Our last blog on security (found here) discussed the importance of creating unique passwords. Each login should have its own password. This way a data breach by one company will have limited damage, because bad actors cannot use one password to access all of your other online accounts.

Do any of these passwords look familiar to you?:

123456
password
123456789
Password1
letmein
qwerty1

These are some of the most commonly used passwords, making them easy to guess and easy targets for a brute force attack.

By creating strong passwords you reduce the risk of having your online accounts taken over in a “brute force” attack.

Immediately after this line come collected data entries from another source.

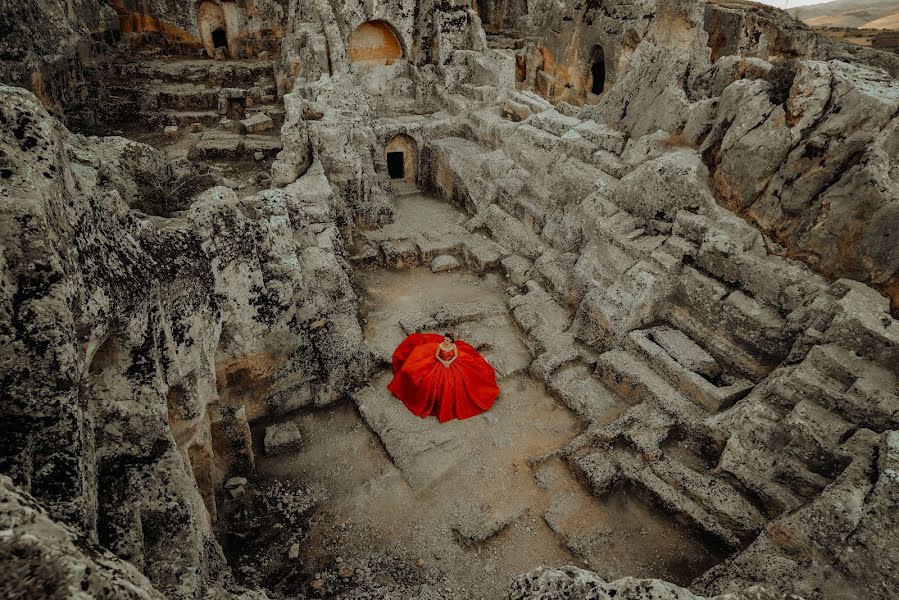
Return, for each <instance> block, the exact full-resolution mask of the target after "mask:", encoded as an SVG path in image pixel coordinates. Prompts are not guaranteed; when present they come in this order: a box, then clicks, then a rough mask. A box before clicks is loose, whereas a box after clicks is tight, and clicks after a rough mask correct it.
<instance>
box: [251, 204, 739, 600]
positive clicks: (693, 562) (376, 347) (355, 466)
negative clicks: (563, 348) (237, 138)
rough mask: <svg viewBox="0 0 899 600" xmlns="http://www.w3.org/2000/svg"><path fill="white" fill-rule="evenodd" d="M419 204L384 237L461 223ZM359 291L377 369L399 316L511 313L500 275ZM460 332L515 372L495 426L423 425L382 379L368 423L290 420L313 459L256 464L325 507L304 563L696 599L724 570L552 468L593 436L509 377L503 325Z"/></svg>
mask: <svg viewBox="0 0 899 600" xmlns="http://www.w3.org/2000/svg"><path fill="white" fill-rule="evenodd" d="M422 200H423V202H421V204H420V205H419V206H418V208H422V207H424V208H425V209H428V207H430V208H432V209H433V210H409V208H410V207H409V206H405V207H403V206H402V205H401V211H400V215H405V216H401V223H399V224H394V225H391V226H390V227H392V228H397V227H405V228H406V229H404V231H409V230H414V229H415V228H417V227H430V226H431V224H433V223H434V215H435V214H439V215H440V222H443V223H453V224H457V223H458V222H459V221H460V220H461V218H462V217H461V213H457V212H456V211H455V209H452V208H451V207H448V206H447V205H445V204H440V203H439V202H438V201H436V200H434V199H430V198H425V199H422ZM414 201H415V197H412V198H411V199H404V200H403V202H404V203H406V204H408V203H410V202H414ZM403 209H405V210H403ZM356 276H357V284H358V285H359V288H360V292H361V293H362V295H363V304H362V309H363V310H362V312H363V315H364V318H365V322H364V333H365V337H366V340H367V343H369V345H370V346H371V347H372V348H373V349H377V348H381V352H382V353H383V352H385V351H389V349H390V348H392V347H395V345H396V344H397V343H399V341H401V340H402V338H403V336H404V332H403V330H402V328H401V327H400V325H399V323H398V321H399V319H401V318H403V317H404V316H408V315H410V314H422V313H429V312H432V311H434V310H436V309H438V308H440V307H441V306H443V305H444V304H447V303H458V302H473V301H477V302H486V303H489V304H496V305H497V306H498V307H500V308H502V307H504V306H505V304H506V302H507V300H508V297H509V295H508V292H507V291H506V290H507V287H508V285H509V284H508V283H507V282H506V281H505V280H504V279H503V278H502V277H501V276H499V275H497V274H493V273H491V274H486V275H480V276H479V275H475V274H473V273H469V272H466V271H455V272H449V273H440V274H434V273H431V272H430V270H428V269H427V268H424V267H419V268H414V269H408V270H402V271H390V270H385V269H374V270H365V271H358V272H357V273H356ZM455 329H456V330H457V332H458V333H459V336H460V337H461V338H462V339H466V337H467V336H468V335H469V334H470V336H472V337H474V338H482V339H481V340H480V341H479V343H480V344H481V349H482V352H483V354H484V355H485V357H486V358H487V359H488V360H489V361H491V363H492V364H494V366H496V364H497V363H502V362H503V360H506V361H507V362H506V363H503V365H504V368H505V369H508V370H509V371H511V372H512V374H511V375H507V376H505V377H502V378H501V379H500V382H499V383H500V388H501V395H500V397H499V399H498V400H497V402H496V403H495V404H494V406H493V408H491V410H490V411H489V412H487V413H484V414H482V415H479V416H477V417H474V418H472V419H467V420H465V421H452V422H450V423H447V424H443V425H438V424H437V422H436V419H434V418H433V417H432V418H430V419H427V420H425V421H422V420H421V419H419V418H418V417H415V416H414V415H411V414H410V413H408V411H406V410H405V408H404V407H402V405H401V403H400V402H399V400H396V399H395V398H393V397H392V396H391V395H390V394H389V392H387V391H386V389H383V385H384V384H386V382H387V381H388V380H389V378H390V373H389V370H388V371H386V372H382V373H381V374H380V375H376V376H375V377H374V378H373V382H374V383H373V384H372V385H371V386H370V388H369V391H368V397H369V400H367V401H366V404H365V405H363V406H361V408H362V409H364V410H363V411H362V415H360V412H359V410H358V409H357V407H356V406H355V405H354V404H353V403H351V402H345V403H340V404H339V405H336V406H332V407H328V408H325V409H317V410H309V411H304V412H302V413H300V414H297V415H295V416H294V417H293V420H294V421H295V422H296V423H297V424H298V425H299V427H300V429H301V431H302V434H303V439H304V446H303V448H301V449H300V450H298V451H297V452H294V453H291V454H286V455H281V456H277V457H266V456H260V457H259V459H258V464H257V466H258V469H259V475H260V477H263V478H278V479H294V478H296V479H299V480H301V481H303V482H304V484H305V485H311V486H313V487H315V488H319V489H321V490H323V491H324V495H325V499H324V500H323V501H322V502H320V504H319V506H318V508H317V509H316V512H315V514H314V516H313V518H312V521H311V523H310V525H309V531H308V532H307V533H308V537H307V543H306V544H304V549H303V553H302V556H301V560H302V561H304V563H305V568H306V569H307V570H308V571H310V572H312V571H316V570H325V569H328V568H333V566H334V564H335V561H336V560H337V557H338V556H339V557H340V558H341V560H342V561H346V562H347V563H349V564H364V563H366V561H367V560H368V557H370V556H371V555H372V554H375V553H379V554H380V553H385V552H386V553H388V554H390V555H392V556H394V557H396V559H397V560H401V561H406V562H407V563H408V564H407V566H408V567H409V568H412V569H419V570H420V571H421V573H422V578H423V579H424V580H428V581H430V580H432V579H433V580H434V581H440V582H442V583H441V585H446V586H448V589H451V590H452V591H453V592H454V593H455V594H458V595H459V596H462V597H470V598H501V597H503V596H504V594H505V591H506V590H507V588H508V584H509V580H510V578H511V577H512V576H513V575H514V574H518V573H522V572H525V571H528V570H530V569H533V568H534V567H537V566H539V565H556V566H558V565H564V564H575V565H578V566H582V567H588V568H591V569H594V570H596V571H597V572H599V573H600V574H601V575H603V576H605V577H607V578H609V579H614V578H617V577H621V576H624V575H635V576H647V577H650V576H651V577H663V578H666V579H668V580H672V581H675V582H679V583H682V584H686V583H689V581H690V580H691V579H692V578H693V577H695V576H696V575H698V574H700V573H702V572H703V571H704V570H706V569H707V568H709V567H710V566H711V565H713V564H715V563H716V562H718V561H719V560H720V559H721V558H722V557H721V556H718V555H715V554H714V553H712V552H711V551H710V550H709V549H708V548H707V547H706V546H705V545H704V544H703V543H702V542H701V541H700V540H699V539H698V538H696V537H694V536H693V535H692V534H691V533H690V532H689V531H687V530H686V529H685V528H684V527H682V526H681V525H680V524H678V523H677V522H675V521H674V520H673V519H671V518H670V517H668V516H666V515H664V514H662V513H660V512H658V511H656V510H655V509H654V508H652V507H651V506H649V505H647V504H646V503H645V502H644V501H643V500H642V499H641V498H640V497H639V496H638V495H636V494H634V493H632V491H631V490H628V489H626V488H623V487H622V488H618V489H615V490H614V491H613V492H612V493H610V494H608V495H607V496H605V497H604V498H602V499H597V498H595V497H594V496H592V495H591V494H590V493H589V492H588V491H587V490H586V489H585V488H584V487H583V486H582V485H581V483H580V482H578V481H577V480H576V479H575V477H574V475H573V474H572V472H571V471H570V469H569V468H568V467H567V466H566V464H565V463H564V462H563V461H562V460H561V459H559V458H558V457H556V456H555V455H554V454H553V453H554V452H555V451H556V450H558V449H559V448H561V447H562V446H564V445H565V444H566V442H567V441H569V440H570V439H571V438H572V437H574V436H575V435H577V434H578V433H580V432H581V431H582V430H583V428H584V426H585V424H584V423H582V422H581V421H580V420H579V419H578V418H577V417H575V416H574V415H573V414H572V413H570V412H569V411H568V410H567V409H566V408H565V407H564V406H563V405H562V404H560V403H559V402H558V401H556V400H555V399H554V398H552V397H551V396H549V395H548V394H547V393H546V391H545V390H544V389H543V387H542V385H541V384H540V383H539V382H537V381H536V380H534V379H532V378H531V377H530V375H528V374H527V370H526V368H525V369H523V370H522V369H517V367H515V366H514V365H515V364H517V363H519V362H523V364H524V365H526V364H527V362H528V355H527V350H526V340H525V339H524V338H523V337H522V335H521V332H520V331H519V330H518V328H517V326H516V325H515V324H514V322H513V321H512V320H511V318H509V316H508V314H505V313H503V314H499V315H493V316H490V317H487V318H485V319H482V320H480V321H476V322H473V323H462V324H460V325H458V326H456V327H455ZM377 352H378V351H377V350H376V354H377ZM510 356H513V357H514V359H510V358H509V357H510ZM510 361H511V362H510ZM510 364H511V365H512V366H511V367H510V366H509V365H510ZM516 369H517V370H516ZM497 371H498V372H500V371H501V369H500V368H497ZM372 398H374V399H372ZM372 405H374V408H372ZM373 412H377V414H378V418H377V419H373V418H372V417H371V415H370V414H369V413H373ZM366 415H367V417H366V418H367V420H368V423H366V420H364V419H363V418H362V416H366ZM398 431H399V432H401V435H400V436H399V438H400V439H398V436H397V432H398ZM407 432H408V436H409V439H403V436H406V435H407ZM261 434H262V432H261V431H257V432H256V435H257V437H258V436H259V435H261ZM435 440H437V441H435ZM410 482H411V483H410ZM455 594H454V595H455Z"/></svg>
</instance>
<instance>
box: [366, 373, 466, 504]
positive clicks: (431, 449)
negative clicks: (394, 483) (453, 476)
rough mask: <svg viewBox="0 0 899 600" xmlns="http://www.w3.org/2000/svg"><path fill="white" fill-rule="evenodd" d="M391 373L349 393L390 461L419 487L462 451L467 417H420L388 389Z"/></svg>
mask: <svg viewBox="0 0 899 600" xmlns="http://www.w3.org/2000/svg"><path fill="white" fill-rule="evenodd" d="M392 376H393V374H392V372H391V371H389V370H388V371H384V372H383V373H381V374H380V375H378V376H377V377H374V378H373V379H372V381H371V383H370V384H369V385H368V386H367V387H364V388H362V389H360V390H358V391H356V392H354V393H353V394H352V399H353V402H354V403H355V404H356V407H357V408H358V409H359V413H360V414H361V415H362V419H363V420H364V421H365V423H366V424H367V425H368V426H369V427H370V428H371V430H372V431H373V432H374V433H375V435H377V436H378V438H380V440H381V443H382V444H383V445H384V449H385V450H386V451H387V454H388V455H390V458H391V460H392V461H393V464H394V465H396V467H397V468H398V469H399V470H400V472H401V473H402V474H403V478H404V479H405V480H406V482H408V483H409V485H410V486H412V487H413V488H416V489H418V488H422V487H426V486H427V485H429V484H430V483H431V482H433V481H435V480H436V479H438V478H439V477H440V476H442V475H443V474H444V473H446V472H447V471H449V470H450V469H451V468H453V466H455V465H456V464H457V463H458V461H459V460H461V458H462V454H463V451H464V449H465V448H464V446H465V445H464V444H463V437H462V434H461V433H462V430H464V429H466V428H467V427H470V422H469V421H458V420H455V421H448V422H446V423H440V422H439V421H438V420H437V419H435V418H428V419H422V418H421V417H418V416H416V415H414V414H412V413H411V412H409V410H408V409H407V408H406V406H405V405H404V404H403V403H402V402H401V401H400V400H398V399H397V398H395V397H394V396H393V394H391V393H390V391H389V390H388V389H387V384H388V383H389V382H390V379H391V378H392Z"/></svg>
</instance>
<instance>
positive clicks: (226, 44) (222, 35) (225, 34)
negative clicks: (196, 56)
mask: <svg viewBox="0 0 899 600" xmlns="http://www.w3.org/2000/svg"><path fill="white" fill-rule="evenodd" d="M212 47H213V48H224V49H225V50H227V49H228V33H227V32H226V31H225V30H224V29H221V28H219V29H216V30H214V31H213V32H212Z"/></svg>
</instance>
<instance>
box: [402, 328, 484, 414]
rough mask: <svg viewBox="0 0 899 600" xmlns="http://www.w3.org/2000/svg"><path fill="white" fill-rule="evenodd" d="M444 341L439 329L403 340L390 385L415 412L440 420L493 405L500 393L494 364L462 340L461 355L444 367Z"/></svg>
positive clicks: (469, 412) (460, 353)
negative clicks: (462, 340) (481, 355)
mask: <svg viewBox="0 0 899 600" xmlns="http://www.w3.org/2000/svg"><path fill="white" fill-rule="evenodd" d="M442 341H443V336H442V335H437V334H435V333H413V334H412V335H410V336H409V337H407V338H406V339H405V340H403V342H402V343H401V344H400V345H399V346H397V349H396V350H394V352H393V380H392V381H391V382H390V383H389V384H387V389H388V390H390V391H391V392H393V395H394V396H396V397H397V398H399V399H400V400H402V401H403V404H405V405H406V408H408V409H409V410H410V411H412V412H413V413H414V414H416V415H418V416H419V417H422V418H424V417H427V416H428V415H436V416H437V419H438V420H440V422H445V421H449V420H450V419H467V418H468V417H473V416H475V415H477V414H480V413H482V412H484V411H485V410H487V409H489V408H490V407H491V406H492V405H493V402H494V400H496V397H497V396H498V395H499V387H497V385H496V373H495V372H494V370H493V367H491V366H490V365H489V364H488V363H487V361H486V360H484V358H483V357H482V356H481V355H480V354H478V351H477V350H475V349H474V348H472V347H471V345H469V344H466V343H465V342H463V341H459V340H457V341H456V348H457V349H458V351H459V357H458V358H457V359H456V360H454V361H453V363H452V364H451V365H450V366H449V367H444V366H443V365H442V364H441V363H440V362H439V361H438V360H437V358H436V356H435V353H436V352H437V347H438V346H439V345H440V343H441V342H442Z"/></svg>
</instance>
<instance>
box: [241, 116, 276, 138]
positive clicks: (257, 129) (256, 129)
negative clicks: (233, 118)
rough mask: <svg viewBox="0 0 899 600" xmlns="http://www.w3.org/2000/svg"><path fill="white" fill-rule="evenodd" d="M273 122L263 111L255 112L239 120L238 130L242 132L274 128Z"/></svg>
mask: <svg viewBox="0 0 899 600" xmlns="http://www.w3.org/2000/svg"><path fill="white" fill-rule="evenodd" d="M274 126H275V124H274V122H273V121H272V119H271V117H269V116H268V115H267V114H265V113H261V112H259V113H256V114H255V115H253V116H252V117H249V118H247V119H244V120H242V121H241V122H240V131H241V132H242V133H259V132H260V131H267V130H269V129H272V128H274Z"/></svg>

A brute force attack can happen after a large scale data breach, when bad actors have the data to compile password lists and create password dictionaries. Bad actors then combine these password dictionaries with software that attempts to log in to accounts. With terrifying efficiency, the software allows hackers to try hundreds of passwords per second, and when they find a match, they gain access to your account.

So, how can you create a strong password to reduce the risk of a brute force attack?

A strong password should be:

  1. Unique
  2. Not too personal 
  3. It should also be at least 12 characters long, use upper and lower cases, as well as symbols. (Think VqSbQy3X4#86Hdxv%Es15O^ or Bqza0*9H^kfd772r48WJ5Bu)

My preferred method to create strong passwords is to allow a password manager to do the heavy lifting. Not only do password managers generate strong passwords, but they will even save them for you.

Another common method for creating strong passwords is to actually start thinking of these as pass phrases. The xkcd webcomic has a good illustration of how this method works ( https://www.xkcd.com/936). Basically, you create a random sentence. The length combined with the unpredictable combination makes these pass phrases very difficult to crack, even with powerful software.

Here are a couple to get your started (note: don’t use these as they are not longer secure having been published on the open web).

“pitter lightning patter horses and toads”

“ice tracks train slides screech”

Happy strong password/pass phrase creating!